Она очень разозлилась. А я не знаю, что и как ей сказать. Я вообще не силен в разговорах. Времена, когда я был честен и выкладывал все напрямую, обернулись против меня. Теперь полиция смотрит на меня с подозрением. И даже родители не верят. И я не знаю, как сказать Кеннеди, что мне перестал сниться брат, что теперь мне снятся ее волосы, ее смех. Что когда она говорит, я не просто слушаю, но смотрю на ее губы и представляю, как целую их. Дождь усиливается, и мне начинает казаться, что стена между нами растет с каждым мгновением.
Черт! Оставляю пистолет в баке и бегу за Кеннеди в магазин. Какие-то пять секунд, а я промок насквозь.
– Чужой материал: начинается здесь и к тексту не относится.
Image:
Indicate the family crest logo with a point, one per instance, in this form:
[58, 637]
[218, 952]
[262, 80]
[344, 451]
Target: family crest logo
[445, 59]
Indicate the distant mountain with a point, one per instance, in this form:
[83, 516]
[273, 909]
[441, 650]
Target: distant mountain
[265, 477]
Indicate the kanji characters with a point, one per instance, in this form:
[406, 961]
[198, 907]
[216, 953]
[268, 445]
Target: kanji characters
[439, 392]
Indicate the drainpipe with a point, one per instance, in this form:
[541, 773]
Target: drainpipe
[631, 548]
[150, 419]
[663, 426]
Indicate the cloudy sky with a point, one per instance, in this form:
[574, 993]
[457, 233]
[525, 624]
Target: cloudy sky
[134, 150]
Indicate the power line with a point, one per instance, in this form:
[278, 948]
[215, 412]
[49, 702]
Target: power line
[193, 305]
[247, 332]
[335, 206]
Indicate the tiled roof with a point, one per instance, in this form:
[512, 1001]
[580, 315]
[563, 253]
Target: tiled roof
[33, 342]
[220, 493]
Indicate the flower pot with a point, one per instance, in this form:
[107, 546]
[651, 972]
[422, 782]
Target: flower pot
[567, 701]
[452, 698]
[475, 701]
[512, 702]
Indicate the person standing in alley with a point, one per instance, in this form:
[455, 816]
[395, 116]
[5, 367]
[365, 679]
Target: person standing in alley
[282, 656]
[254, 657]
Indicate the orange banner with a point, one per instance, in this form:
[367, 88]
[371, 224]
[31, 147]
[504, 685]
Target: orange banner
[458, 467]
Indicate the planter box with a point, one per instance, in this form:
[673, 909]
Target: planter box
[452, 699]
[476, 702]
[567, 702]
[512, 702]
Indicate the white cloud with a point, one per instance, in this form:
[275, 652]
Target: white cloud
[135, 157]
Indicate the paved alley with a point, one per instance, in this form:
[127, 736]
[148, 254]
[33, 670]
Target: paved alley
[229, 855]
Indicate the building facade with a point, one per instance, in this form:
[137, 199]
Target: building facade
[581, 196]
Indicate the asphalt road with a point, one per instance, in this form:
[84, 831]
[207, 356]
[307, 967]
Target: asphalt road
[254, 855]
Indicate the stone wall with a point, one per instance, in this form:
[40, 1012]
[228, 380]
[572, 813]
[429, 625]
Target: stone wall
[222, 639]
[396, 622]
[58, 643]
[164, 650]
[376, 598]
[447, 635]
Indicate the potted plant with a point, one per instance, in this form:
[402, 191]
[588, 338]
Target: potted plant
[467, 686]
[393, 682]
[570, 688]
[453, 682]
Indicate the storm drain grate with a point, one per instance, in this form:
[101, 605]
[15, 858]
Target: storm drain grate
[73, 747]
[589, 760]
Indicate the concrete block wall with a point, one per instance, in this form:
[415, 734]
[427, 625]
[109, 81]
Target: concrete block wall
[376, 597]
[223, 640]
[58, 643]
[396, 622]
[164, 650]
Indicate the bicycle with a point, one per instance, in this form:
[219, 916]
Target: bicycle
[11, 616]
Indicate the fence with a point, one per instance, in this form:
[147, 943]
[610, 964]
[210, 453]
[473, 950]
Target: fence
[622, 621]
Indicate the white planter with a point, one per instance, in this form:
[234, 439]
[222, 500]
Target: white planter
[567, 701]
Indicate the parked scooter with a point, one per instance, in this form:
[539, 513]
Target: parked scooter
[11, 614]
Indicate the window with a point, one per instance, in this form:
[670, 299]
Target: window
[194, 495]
Открываю дверь, над головой звякает колокольчик. Внутри мерцают холодным светом флуоресцентные лампы; от потока холодного воздуха из кондиционера я покрываюсь мурашками.
– Кеннеди, подожди!
Я мечусь среди стеллажей, ищу ее. Она стоит у холодильника с напитками. Я по-прежнему не знаю, что сказать, поэтому просто говорю.
– Я все время думаю о тебе. И не только из-за того, чем мы занимаемся, – начинаю я, активно размахивая руками, будто так станет понятнее. – Я хотел, Кеннеди. Очень хотел. Просто не хотел, чтобы наш первый поцелуй стал способом избежать проблем с полицией.
Она долго смотрит на меня, затем достает из холодильника две банки колы, позволяя дверце захлопнуться за спиной. И я вдруг осознаю, как близко мы сейчас друг от друга. Кеннеди стоит, прислонившись к стеклу, мокрая одежда прилипла к телу, нас разделяют каких-то пара сантиметров.
– Я не хотел, чтобы это случилось в машине, – продолжаю я, вспомнив Эбби, и тут же гоню ее из памяти. – И не хочу в магазине, со списком покупок.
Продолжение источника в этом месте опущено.